Public Speaking: essential business skill

The room falls silent; thirty-two people focus their attention on the speaker wanting to hear how they are going to benefit from the speaker joining their business network. A “seat” in the network is reputed to be worth on average $20,000 per year – worth having.

It’s a bake-off, a competitive situation. It shouldn’t be like this. The assessment  should really be made on the skills, qualifications and reputations of the contestants – and more importantly what they are going to bring to the network. But how can we tell? We’ve had references, information, and their publicity material. But now it’s come down to this – their trades skills are worth squat. Can they speak to us in a way that convinces us that they will be the right one?

Now, it’s only their public speaking skills that matter.
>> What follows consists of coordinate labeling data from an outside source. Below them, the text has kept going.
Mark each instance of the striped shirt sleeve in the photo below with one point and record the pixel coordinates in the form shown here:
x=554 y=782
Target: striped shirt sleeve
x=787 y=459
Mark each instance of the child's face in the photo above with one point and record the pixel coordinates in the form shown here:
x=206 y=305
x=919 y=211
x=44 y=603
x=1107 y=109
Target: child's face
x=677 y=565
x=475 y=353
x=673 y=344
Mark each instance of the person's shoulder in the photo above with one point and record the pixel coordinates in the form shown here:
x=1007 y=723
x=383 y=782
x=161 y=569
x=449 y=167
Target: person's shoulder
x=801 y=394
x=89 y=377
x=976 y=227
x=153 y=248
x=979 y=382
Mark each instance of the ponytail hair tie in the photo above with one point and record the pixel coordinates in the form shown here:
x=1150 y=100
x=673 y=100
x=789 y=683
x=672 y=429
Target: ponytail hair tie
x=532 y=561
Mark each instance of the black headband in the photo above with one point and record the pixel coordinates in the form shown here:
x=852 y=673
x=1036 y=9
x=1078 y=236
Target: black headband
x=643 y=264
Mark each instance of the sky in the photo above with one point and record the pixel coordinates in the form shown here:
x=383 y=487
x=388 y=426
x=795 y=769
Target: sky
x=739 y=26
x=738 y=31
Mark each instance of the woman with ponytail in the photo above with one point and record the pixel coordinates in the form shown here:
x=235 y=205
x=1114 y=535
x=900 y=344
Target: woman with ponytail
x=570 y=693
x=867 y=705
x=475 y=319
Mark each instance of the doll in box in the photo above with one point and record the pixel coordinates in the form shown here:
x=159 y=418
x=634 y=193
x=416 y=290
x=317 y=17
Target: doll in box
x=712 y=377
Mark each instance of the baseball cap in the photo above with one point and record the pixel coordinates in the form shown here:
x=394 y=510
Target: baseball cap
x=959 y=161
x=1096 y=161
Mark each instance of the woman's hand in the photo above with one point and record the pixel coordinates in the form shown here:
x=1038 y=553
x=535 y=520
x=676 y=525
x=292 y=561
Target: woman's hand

Are they articulate, confident (at least seeming so), a bit humorous, witty even and, ultimately, likable?

To some people these abilities come naturally – but to most of us they require development, practice, honing. Practice – that repetitive, boring part of the learning curve that we have to go through before we reach mastery.

What happened?

We had a fair idea who we wanted – but the speaking let him down. A fine tradesman I’m sure he is. A capable and useful member of our group he could probably have been. But his speaking let him down – and when that’s all there is to ultimately judge by then that is what happens. Unfair perhaps, illogical perhaps – but that was the reality.

Public speaking is an essential skill. In professional and business life it comes up again and again. It isn’t necessary to be a great orator – but it is necessary to be able to confidently and clearly express oneself to a group.

There will be times when your “customers” will be real people listening to you speak. Can’t speak? Then you can’t serve all your customers.

Are your speaking skills up to the level you need? You could do a lot worse than join a Toastmasters Club. There are arguments that Toastmasters emphasises rhetorical style over authentic communication – but I don’t know of an alternative that matches for cost and time. The supporting manuals cover the material very well and the range of speaking skills one experiences – meeting chair, evaluator, grammarian, speaker, table topics master – cover many different aspects of speaking. Not to mention “table topics” – delivering an impromptu 2 minute speech. All of this happens in a safe supportive environment of people at various levels doing the same thing – and having fun to boot.

When the $20,000 opportunity comes your way, will you be able to step up to the mark?